In court documents, Bayside had stated that Sheth, Smith, and Brockman “have never owned or controlled” an interest in the company or the photo copyrights.

It described itself as a communications and strategic advisory firm that champions creative expression and “owns a catalog of photographs.” Besides the six posted by MrMoneybags, Bayside had registered copyrights for an additional 93 “unpublished” photos authored last July.

The judge said he had a “strong suspicion” that Sheth was connected to Bayside and considered investigating the company for abusing the judicial process.

Levy’s brief said the evidence on record is insufficient to properly balance the competing interests.

“It would have been useful” to have MrMoneybags explain why the account holder is “particularly interested in avoiding being identified,” he said.

What if the user was a person working in private equity or the tech industry, and could face serious retaliation if unmasked? What if Sheth is connected to Bayside and is using copyright law to suppress criticism?
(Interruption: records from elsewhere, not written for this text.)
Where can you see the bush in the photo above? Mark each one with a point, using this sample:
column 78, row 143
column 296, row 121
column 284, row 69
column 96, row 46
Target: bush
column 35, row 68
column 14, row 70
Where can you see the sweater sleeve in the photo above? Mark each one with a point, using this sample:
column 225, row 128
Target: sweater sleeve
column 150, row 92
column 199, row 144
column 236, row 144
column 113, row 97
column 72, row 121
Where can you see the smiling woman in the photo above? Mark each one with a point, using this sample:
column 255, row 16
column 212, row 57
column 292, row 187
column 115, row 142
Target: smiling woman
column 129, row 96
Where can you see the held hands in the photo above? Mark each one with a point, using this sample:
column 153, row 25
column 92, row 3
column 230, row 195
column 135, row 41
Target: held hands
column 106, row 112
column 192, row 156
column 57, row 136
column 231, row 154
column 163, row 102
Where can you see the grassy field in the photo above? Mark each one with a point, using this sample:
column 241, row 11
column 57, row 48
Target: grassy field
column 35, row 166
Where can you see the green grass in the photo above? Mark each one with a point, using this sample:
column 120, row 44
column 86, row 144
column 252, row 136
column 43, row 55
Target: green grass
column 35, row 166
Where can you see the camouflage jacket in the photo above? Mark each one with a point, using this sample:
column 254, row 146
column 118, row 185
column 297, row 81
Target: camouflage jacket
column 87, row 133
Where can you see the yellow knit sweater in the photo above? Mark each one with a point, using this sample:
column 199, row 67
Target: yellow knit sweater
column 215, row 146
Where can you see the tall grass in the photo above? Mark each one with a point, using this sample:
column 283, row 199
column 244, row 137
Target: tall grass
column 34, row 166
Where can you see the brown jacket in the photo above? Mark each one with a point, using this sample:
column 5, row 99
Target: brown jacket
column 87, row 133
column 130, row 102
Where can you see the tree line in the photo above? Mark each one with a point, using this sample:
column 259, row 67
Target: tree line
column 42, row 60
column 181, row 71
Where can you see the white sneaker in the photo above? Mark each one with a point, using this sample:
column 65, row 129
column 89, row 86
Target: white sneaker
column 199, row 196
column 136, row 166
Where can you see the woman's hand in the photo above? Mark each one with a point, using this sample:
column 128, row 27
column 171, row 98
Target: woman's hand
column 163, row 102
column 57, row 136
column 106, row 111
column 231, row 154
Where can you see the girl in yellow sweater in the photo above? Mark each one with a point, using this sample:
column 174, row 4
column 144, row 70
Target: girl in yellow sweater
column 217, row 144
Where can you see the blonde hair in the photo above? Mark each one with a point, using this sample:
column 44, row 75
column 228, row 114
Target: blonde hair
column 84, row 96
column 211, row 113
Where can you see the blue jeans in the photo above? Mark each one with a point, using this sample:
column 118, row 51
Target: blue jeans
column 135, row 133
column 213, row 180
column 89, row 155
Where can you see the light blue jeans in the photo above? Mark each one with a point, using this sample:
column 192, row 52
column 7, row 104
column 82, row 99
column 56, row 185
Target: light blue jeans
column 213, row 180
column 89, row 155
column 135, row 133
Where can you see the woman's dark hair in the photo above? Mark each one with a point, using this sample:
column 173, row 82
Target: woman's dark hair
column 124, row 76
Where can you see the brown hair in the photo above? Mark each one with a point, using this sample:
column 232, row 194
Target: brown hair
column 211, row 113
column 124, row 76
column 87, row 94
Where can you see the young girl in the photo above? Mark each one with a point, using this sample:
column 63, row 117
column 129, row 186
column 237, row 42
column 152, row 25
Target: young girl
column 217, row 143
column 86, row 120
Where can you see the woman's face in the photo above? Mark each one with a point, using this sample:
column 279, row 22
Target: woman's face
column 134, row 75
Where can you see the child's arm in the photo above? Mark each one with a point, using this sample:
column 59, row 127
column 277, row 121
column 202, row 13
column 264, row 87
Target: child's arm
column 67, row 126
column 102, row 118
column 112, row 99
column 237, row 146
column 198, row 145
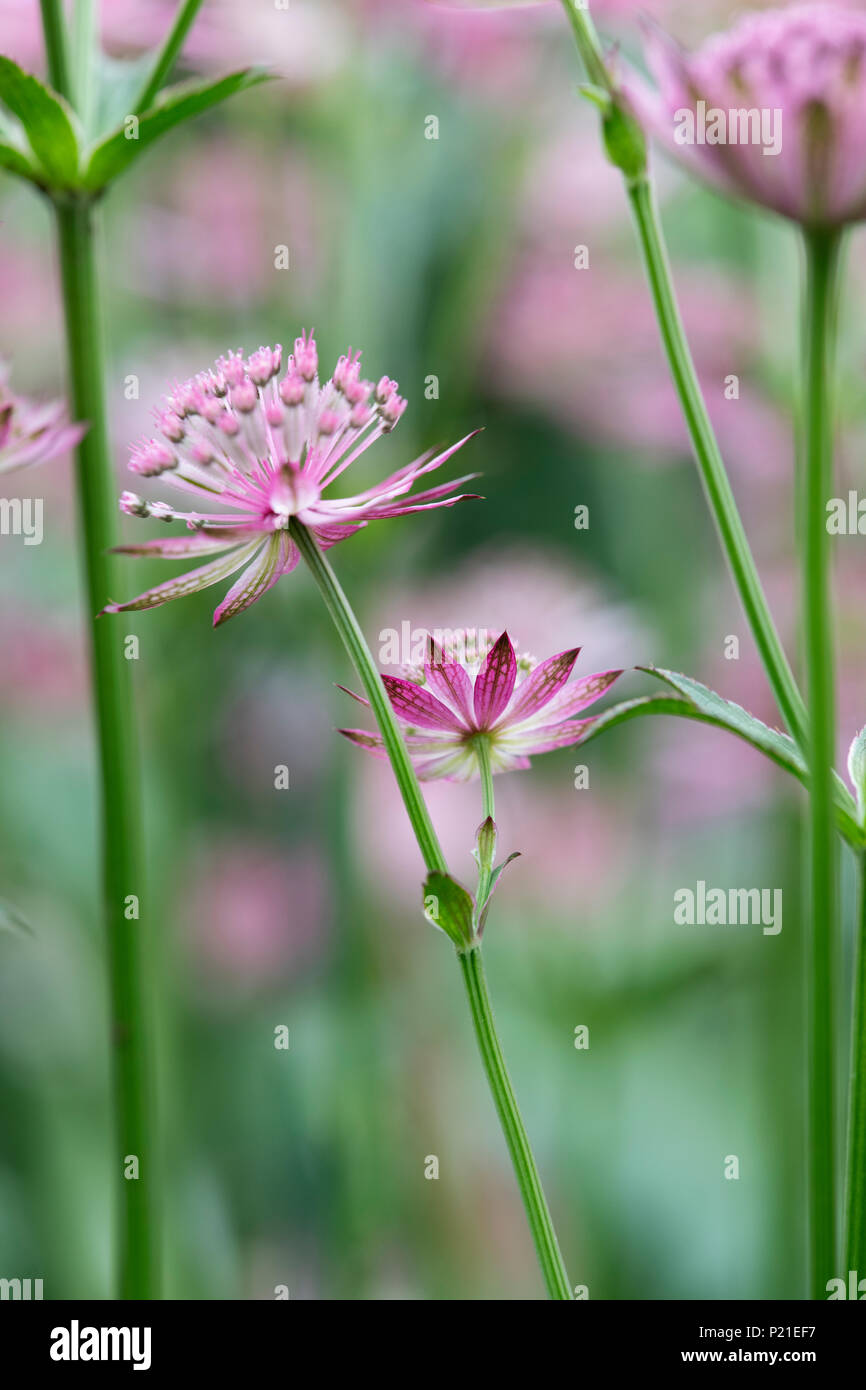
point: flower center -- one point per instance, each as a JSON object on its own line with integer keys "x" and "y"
{"x": 291, "y": 491}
That could be the basis for copyright misuse, and a reason to block the subpoena.

Levy said a copyright lawsuit in this case would produce only a few hundred dollars in damages at most, so it was more likely that whoever enlisted Bayside was not doing it for the money but because they are offended by the tweets.

But the lack of evidence was one reason why Public Citizens didn’t stand up for MrMoneybags. Another possibility, Levy said, is that Bayside represents the women in the photos.

“What if it’s the women who object to the fact that they’re basically collateral damage in Moneybags wanting to say nasty things about Sheth?” he said.

Chhabria didn’t say when his ruling would land, but it’s likely not the final word. At the end of May’s hearing, Bayside attorney Lawrence Hadley said the petitioner was “prepared to go to the Ninth Circuit” if Chhabria rejects its petition.

MrMoneybags account has long been silent, but 141 of its tweets remain. One of the last ones, posted in October, was still pinned atop the account’s page late last week.

It cites an article about billionaires who dropped in Forbes’ rankings of the wealthiest, and quips: “Brian Sheth is the only guy in tech who lost money during this epic bull market run. The former billionaire went from $2.3 billion in 2020 to $900 million in 2021, according to @Forbes. Ouch.”